Bluesky plans, plan stubs, and utilities for MX beamlines

https://diamondlightsource.github.io/mx-bluesky/

Apache License 2.0

0 stars 2 forks source link

Stop Hyperion if external interactions fail #298

Open DominicOram opened 9 months ago

DominicOram commented 9 months ago

With moving interacting with external services into a different process we need to make sure we still correctly handle failure modes. The ideal way of handling this is to pile up the non-urgent jobs we need to do and do them when services come back online. However, this is complicated. For the first instance we should stop Hyperion if any of the following fail:

Nexus writing
Ispyb deposition
Triggering analysis

Acceptance Criteria

Hyperion stops if any of these things fail
There are tests for this
There is an issue about how to handle it more gracefully

dperl-dls commented 9 months ago

We should, at the start of an experiment:

check if the ZMQ connection to the data service is active
- if it isn't, try to restart the service
- stop completely

This should be able to be handled fairly easily in __main__.py using some derivative of the monitoring code at https://github.com/DiamondLightSource/hyperion/blob/947_run_callbacks_in_separate_process/tests/system_tests/external_interaction/callbacks/test_external_callbacks.py

DominicOram commented 9 months ago

Is the start enough?
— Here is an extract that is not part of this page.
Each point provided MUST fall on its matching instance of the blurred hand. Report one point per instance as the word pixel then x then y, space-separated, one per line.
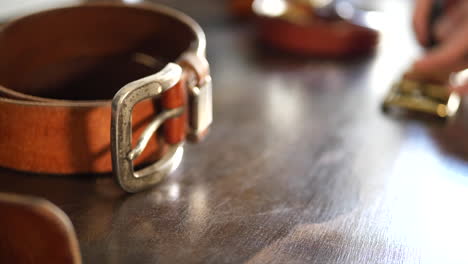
pixel 450 31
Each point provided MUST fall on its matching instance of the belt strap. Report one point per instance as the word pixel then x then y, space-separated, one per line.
pixel 59 70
If we do it just at the start it might not be obvious that it's the data in the last run that is potentially corrupted

dperl-dls commented 9 months ago

ah yeah, that's not enough. I think the simplest way to get the info back to Hyperion is that the data service should remember if it failed something, and refuse to start if the last run went wrong. Otherwise we need some kind of DataserviceLivenessDevice and I don't like where that would be going...